Sonntag, Juli 14, 2019

Volksstimme Juni 19: Schöne Ferien!


Die Sommerferien stehen vor der Türe oder sonst wo. Die Koffer sind gepackt: Der Pass, unterschrieben und mit den benötigten Visa versehen, liegt bereit. Sämtliche Reisedokumente, Kreditkarten und Bargeld haben Sie bereits eingesteckt. Auch die Ersatzbatterien für den Herzschrittmacher und die Stützstrümpfe gegen die kleine Thrombose zwischendurch haben Sie nicht vergessen. Da kann ja nichts mehr schief gehen!
Doch es kann.

Vielleicht haben Sie es auch schon erlebt: Kurs XYZ nach Antananarivo hebt heute entweder gar nicht ab oder ist verspätet.
Und da der nette Mitarbeiter im Reisebüro meinte, eine Umsteigezeit von zwei Stunden genüge längstens, werden Sie – je nach Planung – den nächsten und gleich noch den übernächsten Flug verpassen. Da letzterer ein einziges Mal pro Woche zwischen A und B verkehrt, können Sie sich jetzt schon mal überlegen, ob Sie nicht gleich wieder die Heimreise antreten wollen.

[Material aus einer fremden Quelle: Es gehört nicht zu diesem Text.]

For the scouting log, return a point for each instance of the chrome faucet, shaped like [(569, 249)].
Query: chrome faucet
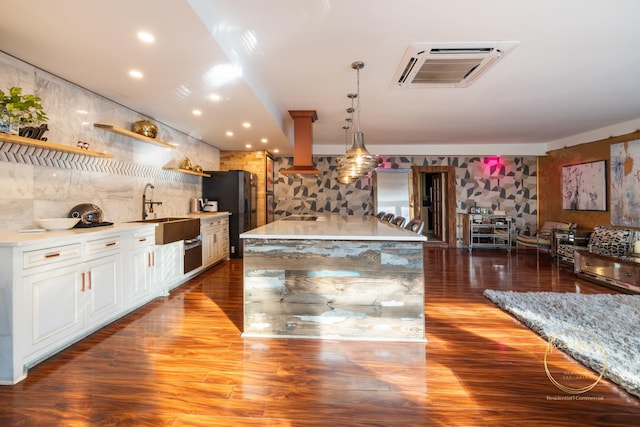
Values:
[(149, 202)]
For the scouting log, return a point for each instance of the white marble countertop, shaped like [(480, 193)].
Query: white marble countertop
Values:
[(60, 237), (332, 227), (25, 238), (206, 214)]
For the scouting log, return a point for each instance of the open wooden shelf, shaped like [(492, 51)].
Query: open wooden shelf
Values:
[(134, 135), (190, 172), (15, 139)]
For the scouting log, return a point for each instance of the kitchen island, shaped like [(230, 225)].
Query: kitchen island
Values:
[(333, 276)]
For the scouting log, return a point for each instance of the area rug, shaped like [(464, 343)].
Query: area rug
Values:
[(614, 320)]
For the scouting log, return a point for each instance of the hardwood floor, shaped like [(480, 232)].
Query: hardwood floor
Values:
[(180, 361)]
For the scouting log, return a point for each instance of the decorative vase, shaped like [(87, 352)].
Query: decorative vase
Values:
[(146, 128)]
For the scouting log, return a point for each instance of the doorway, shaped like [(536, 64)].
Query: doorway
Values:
[(434, 201)]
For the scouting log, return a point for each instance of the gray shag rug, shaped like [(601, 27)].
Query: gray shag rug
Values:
[(614, 320)]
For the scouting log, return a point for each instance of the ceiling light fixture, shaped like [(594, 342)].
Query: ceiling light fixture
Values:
[(146, 37), (357, 162)]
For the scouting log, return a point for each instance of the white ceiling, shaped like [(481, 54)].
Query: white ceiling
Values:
[(576, 68)]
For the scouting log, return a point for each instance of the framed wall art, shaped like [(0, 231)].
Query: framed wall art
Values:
[(584, 186), (625, 184)]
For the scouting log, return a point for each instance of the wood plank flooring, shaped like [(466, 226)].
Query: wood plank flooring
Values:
[(180, 361)]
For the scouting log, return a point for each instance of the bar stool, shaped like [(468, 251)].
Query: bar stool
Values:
[(416, 225), (399, 221), (388, 217)]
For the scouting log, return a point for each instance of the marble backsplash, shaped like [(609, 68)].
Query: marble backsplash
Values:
[(44, 183)]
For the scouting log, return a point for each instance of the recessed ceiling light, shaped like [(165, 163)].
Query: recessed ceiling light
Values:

Bevor Sie das tun, lassen Sie sich erst die Verspätung schriftlich bestätigen. Sollten Sie nämlich zuhause die Fluggesellschaft einklagen wollen, müssen Sie deren Gedächtnis auffrischen. Oder Sie brauchen den schriftlichen Beweis zur Schadensmeldung bei der Ver-sicherung.
Was aber erwartet Sie auf der fremden Piste irgendwo in Hinterindien, Vorderasien oder sonst in einer Zwischenwelt? Der Verursacher des Schlamassels muss Sie in einem Hotel unterbringen und je nach Situation für weitere Kosten aufkommen.

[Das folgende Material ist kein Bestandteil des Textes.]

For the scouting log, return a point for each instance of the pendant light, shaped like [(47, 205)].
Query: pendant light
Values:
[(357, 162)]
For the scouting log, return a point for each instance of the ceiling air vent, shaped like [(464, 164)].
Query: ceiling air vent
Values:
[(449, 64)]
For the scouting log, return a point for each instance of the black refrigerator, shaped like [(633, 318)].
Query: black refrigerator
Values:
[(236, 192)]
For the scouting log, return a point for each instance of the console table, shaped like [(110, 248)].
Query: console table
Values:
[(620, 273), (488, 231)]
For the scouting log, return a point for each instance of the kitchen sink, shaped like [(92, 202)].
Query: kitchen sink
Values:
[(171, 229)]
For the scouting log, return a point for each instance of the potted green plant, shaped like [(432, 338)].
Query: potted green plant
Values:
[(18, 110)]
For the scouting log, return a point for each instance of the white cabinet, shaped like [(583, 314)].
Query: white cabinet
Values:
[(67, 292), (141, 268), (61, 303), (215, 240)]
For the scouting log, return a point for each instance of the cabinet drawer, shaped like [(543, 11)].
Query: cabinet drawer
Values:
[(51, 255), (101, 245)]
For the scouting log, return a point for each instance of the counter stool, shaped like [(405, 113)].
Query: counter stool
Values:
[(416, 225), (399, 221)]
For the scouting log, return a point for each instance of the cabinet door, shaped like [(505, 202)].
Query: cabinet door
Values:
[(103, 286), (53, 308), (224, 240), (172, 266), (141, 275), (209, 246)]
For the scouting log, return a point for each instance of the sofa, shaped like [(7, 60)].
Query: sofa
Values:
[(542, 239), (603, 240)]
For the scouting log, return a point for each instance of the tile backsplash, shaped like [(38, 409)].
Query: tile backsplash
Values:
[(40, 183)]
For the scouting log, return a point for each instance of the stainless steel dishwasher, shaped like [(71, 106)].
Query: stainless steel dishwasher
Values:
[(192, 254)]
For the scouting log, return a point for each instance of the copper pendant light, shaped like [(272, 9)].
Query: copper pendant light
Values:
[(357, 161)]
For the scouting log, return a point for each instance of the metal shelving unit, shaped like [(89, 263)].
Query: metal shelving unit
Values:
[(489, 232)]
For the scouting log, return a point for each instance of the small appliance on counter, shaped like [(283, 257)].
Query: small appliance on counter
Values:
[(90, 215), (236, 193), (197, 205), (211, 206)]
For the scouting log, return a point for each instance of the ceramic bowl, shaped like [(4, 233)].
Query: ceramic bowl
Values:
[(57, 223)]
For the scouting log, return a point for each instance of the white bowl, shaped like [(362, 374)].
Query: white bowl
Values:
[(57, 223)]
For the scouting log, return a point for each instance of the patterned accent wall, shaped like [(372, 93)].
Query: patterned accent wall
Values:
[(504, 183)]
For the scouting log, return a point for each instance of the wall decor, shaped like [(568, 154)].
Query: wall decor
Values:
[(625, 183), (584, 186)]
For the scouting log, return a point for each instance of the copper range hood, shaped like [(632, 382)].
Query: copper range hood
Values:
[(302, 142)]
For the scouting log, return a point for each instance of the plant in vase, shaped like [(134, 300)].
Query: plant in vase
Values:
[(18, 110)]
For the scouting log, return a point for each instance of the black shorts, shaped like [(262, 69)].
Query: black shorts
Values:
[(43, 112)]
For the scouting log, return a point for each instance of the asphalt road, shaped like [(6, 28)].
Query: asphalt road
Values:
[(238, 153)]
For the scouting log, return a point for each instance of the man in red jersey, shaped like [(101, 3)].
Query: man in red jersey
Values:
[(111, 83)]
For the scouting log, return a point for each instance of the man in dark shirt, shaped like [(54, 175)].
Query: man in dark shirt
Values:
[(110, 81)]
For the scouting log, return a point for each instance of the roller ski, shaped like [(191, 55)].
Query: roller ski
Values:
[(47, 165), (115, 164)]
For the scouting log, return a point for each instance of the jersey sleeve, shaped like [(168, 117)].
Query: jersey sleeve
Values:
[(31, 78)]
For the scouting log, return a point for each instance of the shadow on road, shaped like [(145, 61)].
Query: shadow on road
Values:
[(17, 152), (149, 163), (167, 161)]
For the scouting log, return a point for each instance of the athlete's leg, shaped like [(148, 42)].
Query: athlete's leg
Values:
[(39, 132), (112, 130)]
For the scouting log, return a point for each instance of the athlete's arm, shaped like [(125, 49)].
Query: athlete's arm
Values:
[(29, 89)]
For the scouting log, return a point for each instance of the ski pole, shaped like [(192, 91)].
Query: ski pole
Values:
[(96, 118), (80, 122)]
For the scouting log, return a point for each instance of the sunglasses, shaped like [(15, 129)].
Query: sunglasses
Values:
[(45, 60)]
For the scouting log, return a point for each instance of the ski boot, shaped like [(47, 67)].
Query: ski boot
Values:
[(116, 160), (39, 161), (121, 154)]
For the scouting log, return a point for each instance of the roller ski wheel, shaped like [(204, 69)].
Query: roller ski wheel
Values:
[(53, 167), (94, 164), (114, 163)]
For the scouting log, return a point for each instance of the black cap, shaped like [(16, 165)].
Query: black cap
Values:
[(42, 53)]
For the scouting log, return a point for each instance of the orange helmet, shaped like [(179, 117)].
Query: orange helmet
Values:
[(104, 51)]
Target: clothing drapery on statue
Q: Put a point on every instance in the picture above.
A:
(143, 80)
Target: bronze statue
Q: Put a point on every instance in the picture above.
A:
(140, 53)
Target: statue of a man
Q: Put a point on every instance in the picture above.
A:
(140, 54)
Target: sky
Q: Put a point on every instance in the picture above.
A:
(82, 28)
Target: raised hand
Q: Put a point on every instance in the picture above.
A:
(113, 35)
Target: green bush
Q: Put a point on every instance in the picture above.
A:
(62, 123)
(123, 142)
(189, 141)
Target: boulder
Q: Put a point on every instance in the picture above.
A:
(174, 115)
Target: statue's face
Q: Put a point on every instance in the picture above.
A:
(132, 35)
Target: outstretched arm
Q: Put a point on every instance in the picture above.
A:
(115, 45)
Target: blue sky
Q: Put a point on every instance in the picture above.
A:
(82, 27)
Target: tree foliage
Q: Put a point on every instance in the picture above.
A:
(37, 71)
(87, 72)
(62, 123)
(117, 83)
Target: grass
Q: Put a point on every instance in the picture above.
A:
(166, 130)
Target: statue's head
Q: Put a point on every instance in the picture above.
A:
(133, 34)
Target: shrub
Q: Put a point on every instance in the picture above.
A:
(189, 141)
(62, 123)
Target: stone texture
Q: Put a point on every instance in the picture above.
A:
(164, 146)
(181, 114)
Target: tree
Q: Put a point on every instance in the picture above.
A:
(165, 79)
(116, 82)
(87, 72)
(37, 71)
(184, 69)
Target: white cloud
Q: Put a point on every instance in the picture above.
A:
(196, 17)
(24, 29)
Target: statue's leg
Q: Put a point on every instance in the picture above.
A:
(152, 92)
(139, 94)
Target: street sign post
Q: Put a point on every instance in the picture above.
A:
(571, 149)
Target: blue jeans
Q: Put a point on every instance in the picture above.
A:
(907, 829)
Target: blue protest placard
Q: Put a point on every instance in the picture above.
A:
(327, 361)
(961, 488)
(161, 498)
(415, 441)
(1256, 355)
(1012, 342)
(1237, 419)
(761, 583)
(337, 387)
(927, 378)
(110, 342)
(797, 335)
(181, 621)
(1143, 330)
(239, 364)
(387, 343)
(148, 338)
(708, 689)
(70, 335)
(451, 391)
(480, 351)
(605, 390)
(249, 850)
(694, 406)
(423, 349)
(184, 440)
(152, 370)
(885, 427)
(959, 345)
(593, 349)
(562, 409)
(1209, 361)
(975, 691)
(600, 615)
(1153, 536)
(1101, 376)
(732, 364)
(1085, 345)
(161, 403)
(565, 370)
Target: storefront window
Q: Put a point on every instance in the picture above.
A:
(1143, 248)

Wenn immer möglich wird man behaupten, dass ein unerwartetes Malheur für die Verspätung verantwortlich sei. Dazu gehören Wetterkapriolen, Pilotenstreiks in Deutschland sowie Mord und Totschlag in Lummerland. In solchen Fällen entfällt eine Entschädigung.

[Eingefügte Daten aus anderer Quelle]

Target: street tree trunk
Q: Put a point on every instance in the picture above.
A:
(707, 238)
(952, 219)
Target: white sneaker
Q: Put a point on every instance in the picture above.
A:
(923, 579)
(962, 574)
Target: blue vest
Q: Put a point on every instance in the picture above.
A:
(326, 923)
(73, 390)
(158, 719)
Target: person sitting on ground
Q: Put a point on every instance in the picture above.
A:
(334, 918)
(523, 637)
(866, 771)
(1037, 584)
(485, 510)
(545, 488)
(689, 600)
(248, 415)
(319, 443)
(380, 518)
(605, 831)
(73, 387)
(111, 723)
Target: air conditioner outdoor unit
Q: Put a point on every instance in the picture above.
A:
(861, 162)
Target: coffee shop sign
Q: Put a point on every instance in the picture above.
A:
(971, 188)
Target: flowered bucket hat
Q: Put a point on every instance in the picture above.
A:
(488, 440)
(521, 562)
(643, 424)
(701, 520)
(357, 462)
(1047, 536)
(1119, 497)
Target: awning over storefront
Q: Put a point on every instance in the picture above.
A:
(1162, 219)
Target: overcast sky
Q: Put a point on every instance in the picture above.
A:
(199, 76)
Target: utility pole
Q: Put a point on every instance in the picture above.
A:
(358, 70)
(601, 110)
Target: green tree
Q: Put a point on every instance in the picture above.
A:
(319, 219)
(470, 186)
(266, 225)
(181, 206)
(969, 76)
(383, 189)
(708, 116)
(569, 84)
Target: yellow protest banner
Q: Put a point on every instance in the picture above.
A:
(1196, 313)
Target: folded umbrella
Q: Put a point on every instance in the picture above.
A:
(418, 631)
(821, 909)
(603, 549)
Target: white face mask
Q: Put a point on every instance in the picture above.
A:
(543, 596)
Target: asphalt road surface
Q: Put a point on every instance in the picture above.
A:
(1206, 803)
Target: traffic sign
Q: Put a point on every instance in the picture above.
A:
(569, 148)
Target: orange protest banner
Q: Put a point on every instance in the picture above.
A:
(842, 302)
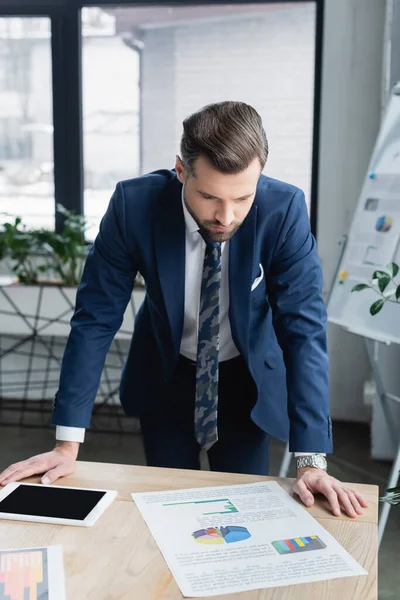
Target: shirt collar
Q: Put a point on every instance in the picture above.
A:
(190, 223)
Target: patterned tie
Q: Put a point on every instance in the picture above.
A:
(206, 403)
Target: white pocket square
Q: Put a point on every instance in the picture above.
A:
(258, 279)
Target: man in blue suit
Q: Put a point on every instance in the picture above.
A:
(229, 346)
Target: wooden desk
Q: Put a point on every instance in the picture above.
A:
(118, 559)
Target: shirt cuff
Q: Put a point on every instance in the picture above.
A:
(308, 453)
(70, 434)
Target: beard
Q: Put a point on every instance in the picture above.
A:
(208, 233)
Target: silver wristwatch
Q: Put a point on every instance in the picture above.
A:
(314, 460)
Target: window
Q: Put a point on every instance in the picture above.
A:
(110, 74)
(147, 67)
(26, 132)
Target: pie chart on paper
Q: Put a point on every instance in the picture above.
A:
(221, 535)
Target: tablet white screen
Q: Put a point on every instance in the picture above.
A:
(41, 501)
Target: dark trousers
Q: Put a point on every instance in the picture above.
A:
(168, 432)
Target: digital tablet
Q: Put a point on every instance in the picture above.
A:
(53, 504)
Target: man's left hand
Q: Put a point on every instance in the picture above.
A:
(312, 481)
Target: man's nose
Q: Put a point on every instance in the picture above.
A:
(225, 215)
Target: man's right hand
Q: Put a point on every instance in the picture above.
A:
(57, 463)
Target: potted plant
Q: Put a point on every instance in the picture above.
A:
(385, 285)
(48, 266)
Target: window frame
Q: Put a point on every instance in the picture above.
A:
(66, 49)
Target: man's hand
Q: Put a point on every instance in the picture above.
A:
(315, 481)
(57, 463)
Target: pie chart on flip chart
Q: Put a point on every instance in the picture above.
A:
(384, 224)
(221, 535)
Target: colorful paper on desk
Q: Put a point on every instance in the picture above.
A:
(237, 538)
(34, 573)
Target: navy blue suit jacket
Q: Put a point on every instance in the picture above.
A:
(279, 327)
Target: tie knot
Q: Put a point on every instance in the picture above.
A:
(213, 245)
(209, 242)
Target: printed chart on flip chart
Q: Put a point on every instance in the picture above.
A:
(231, 539)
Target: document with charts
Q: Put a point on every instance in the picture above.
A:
(34, 573)
(236, 538)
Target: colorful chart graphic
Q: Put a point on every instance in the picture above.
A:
(299, 545)
(221, 535)
(221, 506)
(23, 575)
(384, 224)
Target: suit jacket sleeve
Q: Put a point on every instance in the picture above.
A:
(299, 317)
(101, 300)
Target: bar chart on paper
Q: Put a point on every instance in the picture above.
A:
(23, 575)
(301, 544)
(220, 506)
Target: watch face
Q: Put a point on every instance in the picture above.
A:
(320, 462)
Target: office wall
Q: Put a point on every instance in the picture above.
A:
(351, 112)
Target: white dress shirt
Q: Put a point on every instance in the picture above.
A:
(195, 250)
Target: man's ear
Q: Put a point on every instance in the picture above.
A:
(179, 168)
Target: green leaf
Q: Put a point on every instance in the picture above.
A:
(360, 286)
(393, 269)
(379, 274)
(383, 282)
(376, 307)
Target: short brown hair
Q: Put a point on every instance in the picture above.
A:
(230, 134)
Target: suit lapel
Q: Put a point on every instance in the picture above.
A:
(169, 239)
(241, 259)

Wie es auch sei: Fischen Sie jetzt die Unterlagen aus den Tiefen Ihrer Tasche. Haben Sie den Trip bei einem Reisebüro gebucht, finden Sie in den Dokumenten eine Telefonnummer für «Notfälle».
«Wir sind 24 Stunden für Sie da!», ist dort zu lesen.
Nicht jedoch an christlichen Sonntagen, jüdischen Samstagen und muslimischen Feiertagen. Sowie nicht an königlichen Geburtstagen und während nordkoreanischen Atomtests.
Ebenfalls nicht am Tag der Einheit, dem Tag der Befreiung, an Spieltagen der italienischen Fussballnationalmannschaft. Vor allem und sicher nicht bei Spielen gegen Deutschland.
Gänzlich geschlossen bleiben die Büros an den Eröffnungsfeierlichkeiten für das Billabong-Stadion in Makarena-City, sowie während der Waljagd in Dominica.
Ebenfalls während folgenden, weltbewegenden Anlässen: Wildsauessen in Bad Tölz, Knabenschiessen in Zürich, während Steinigungen im Iran, bei der Chästeilet im Justistal, der Wahl der Thurgauer Apfelkönigin und bei der Krönung der schönsten Chiemgauer Mutterkuh.
Auch nicht, wenn Trump spricht, Putin Bären erwürgt; in keinem Fall während der Brotfruchternte auf pazifischen Inseln, bei der Jagd auf Mormonen in Papua-Neuguinea und beim Witwenverbrennen in Indien.

Jetzt ist Improvisation angesagt. Halleluja! Auf in den Kampf!